Mas, existe um fator adicional nesta fake news: essa foto não era de 1990, como afirmava a desinformação, mas sim de 1981. A menininha de cabelo preto que aparece do lado de Zuvic é Mariana, futura deputada opositora, que na época tinha 7 anos (e que em 2014 se encarregaria de desmentir a fake news).
Na ocasião o casal Kirchner sequer havia entrado na política. Eles eram advogados que estavam enriquecendo executando hipotecas de pessoas que haviam falido por causa da política econômica do então ministro José Alfredo Martinez de Hoz.
Em resumo: as fake news, além de criar universos paralelos no presente (tal como as “estatizações de grandes empresas” atribuídas ao presidente Fernández) também tentam alterar o passado. Não me surpreenderia que alguma hora apareça alguém no Brasil afirmando que Winston Churchill visitou Búzios em 1970 e ali exaltou a caipirinha. Churchill podia ser chegado em biritas. Mas nunca esteve em Búzios. E, além disso, existe um fator crucial: Winston havia falecido em 1965.

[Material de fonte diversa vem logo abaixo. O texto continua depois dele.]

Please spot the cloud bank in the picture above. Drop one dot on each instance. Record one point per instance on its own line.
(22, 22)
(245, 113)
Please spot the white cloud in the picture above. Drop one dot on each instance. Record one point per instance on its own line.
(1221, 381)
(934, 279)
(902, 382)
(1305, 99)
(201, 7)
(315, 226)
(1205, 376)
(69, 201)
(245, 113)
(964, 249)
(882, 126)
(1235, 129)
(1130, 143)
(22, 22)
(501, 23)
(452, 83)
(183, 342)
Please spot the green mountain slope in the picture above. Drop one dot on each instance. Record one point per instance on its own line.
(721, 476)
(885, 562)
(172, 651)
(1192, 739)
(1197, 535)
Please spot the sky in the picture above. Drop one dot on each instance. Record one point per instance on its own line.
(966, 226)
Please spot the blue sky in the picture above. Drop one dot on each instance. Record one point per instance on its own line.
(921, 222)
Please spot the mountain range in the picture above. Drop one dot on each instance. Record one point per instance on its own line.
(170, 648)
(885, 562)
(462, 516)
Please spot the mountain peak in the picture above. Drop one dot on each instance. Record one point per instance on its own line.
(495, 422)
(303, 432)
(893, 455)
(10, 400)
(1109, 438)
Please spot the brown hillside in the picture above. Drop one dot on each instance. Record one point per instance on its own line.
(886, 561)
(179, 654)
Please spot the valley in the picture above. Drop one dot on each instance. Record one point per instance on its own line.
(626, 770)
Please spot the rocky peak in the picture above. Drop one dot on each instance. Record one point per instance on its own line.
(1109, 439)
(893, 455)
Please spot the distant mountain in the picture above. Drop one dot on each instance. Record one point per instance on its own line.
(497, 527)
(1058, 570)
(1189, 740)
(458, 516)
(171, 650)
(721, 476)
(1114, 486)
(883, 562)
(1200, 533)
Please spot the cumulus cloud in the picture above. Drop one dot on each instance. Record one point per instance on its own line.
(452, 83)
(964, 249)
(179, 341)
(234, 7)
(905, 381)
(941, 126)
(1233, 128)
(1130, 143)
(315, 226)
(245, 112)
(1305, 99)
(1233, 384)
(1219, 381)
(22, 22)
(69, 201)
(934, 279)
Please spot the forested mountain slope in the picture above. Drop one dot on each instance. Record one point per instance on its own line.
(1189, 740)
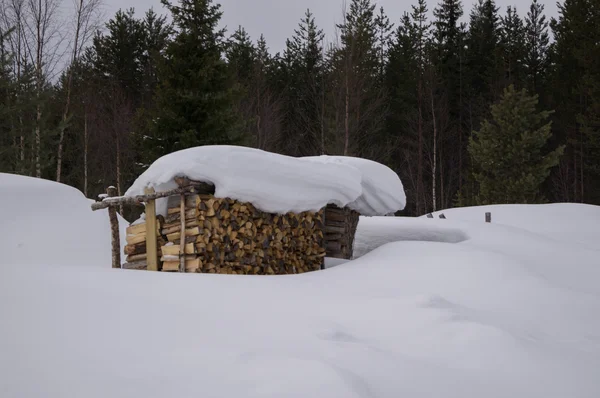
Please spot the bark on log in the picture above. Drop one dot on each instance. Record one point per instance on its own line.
(141, 199)
(151, 227)
(114, 231)
(182, 246)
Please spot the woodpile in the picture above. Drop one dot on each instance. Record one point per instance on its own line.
(136, 245)
(225, 236)
(340, 228)
(229, 237)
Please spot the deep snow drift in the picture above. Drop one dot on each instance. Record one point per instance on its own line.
(48, 223)
(277, 183)
(468, 310)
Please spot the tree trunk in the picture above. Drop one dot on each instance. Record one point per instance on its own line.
(85, 154)
(347, 118)
(68, 101)
(419, 197)
(434, 168)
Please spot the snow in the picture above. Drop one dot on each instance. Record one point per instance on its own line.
(48, 223)
(277, 183)
(430, 308)
(382, 190)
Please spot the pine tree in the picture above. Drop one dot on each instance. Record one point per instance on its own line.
(408, 121)
(483, 51)
(8, 143)
(536, 47)
(509, 151)
(575, 84)
(361, 103)
(512, 42)
(301, 74)
(196, 96)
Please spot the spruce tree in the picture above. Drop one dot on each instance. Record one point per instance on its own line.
(509, 155)
(300, 80)
(483, 51)
(512, 42)
(196, 96)
(536, 47)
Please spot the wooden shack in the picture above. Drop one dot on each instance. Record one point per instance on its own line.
(227, 236)
(262, 213)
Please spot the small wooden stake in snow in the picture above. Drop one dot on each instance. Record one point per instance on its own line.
(151, 250)
(114, 230)
(182, 236)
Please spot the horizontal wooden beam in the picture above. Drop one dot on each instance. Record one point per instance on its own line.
(139, 200)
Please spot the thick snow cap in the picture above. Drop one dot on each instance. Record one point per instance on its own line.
(277, 183)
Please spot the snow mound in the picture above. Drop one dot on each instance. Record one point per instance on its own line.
(277, 183)
(505, 313)
(44, 222)
(572, 222)
(382, 190)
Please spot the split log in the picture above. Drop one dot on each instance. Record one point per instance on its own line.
(114, 231)
(136, 257)
(137, 265)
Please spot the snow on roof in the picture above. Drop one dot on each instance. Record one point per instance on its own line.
(276, 183)
(382, 190)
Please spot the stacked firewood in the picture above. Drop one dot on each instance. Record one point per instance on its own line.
(136, 245)
(340, 228)
(230, 237)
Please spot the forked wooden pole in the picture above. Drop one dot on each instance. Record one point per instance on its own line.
(114, 230)
(151, 228)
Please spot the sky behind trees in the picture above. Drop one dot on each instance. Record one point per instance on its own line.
(277, 19)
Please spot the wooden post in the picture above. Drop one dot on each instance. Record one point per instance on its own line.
(114, 230)
(151, 249)
(182, 240)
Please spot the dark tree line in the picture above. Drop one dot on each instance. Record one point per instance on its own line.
(504, 108)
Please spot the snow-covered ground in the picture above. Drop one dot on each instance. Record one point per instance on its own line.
(431, 308)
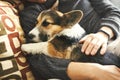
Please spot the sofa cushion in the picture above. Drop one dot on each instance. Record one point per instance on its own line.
(13, 64)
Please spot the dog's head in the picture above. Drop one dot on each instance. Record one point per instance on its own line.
(51, 22)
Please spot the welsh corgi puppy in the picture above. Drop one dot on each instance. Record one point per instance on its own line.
(57, 34)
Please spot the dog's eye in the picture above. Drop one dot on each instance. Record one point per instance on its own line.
(45, 23)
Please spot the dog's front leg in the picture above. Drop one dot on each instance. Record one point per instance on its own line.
(35, 48)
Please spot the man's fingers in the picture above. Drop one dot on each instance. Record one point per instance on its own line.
(103, 49)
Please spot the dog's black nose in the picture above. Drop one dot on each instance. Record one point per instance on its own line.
(31, 36)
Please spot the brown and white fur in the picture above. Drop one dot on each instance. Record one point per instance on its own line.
(63, 33)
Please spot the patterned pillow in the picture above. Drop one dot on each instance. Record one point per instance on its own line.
(13, 65)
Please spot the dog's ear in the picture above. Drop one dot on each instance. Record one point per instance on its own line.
(55, 5)
(72, 17)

O ensaísta italiano Umberto Eco (1932-2016), pouco tempo antes de falecer, estava estarrecido com a propagação das fake news na época (talvez nem imaginaria que a situação seria muito mais grave meia década após seu falecimento). Na ocasião, afirmou “ internet dá o direito de fala a legiões de idiotas, tal como o idiota do vilarejo, que antes falava só no boteco depois de um copo de vinho, sem prejudicar a comunidade (…) Mas agora ele tem o mesmo direito a falar que um prêmio Nobel. A internet promoveu o tonto da aldeia ao nível do portador da verdade…”.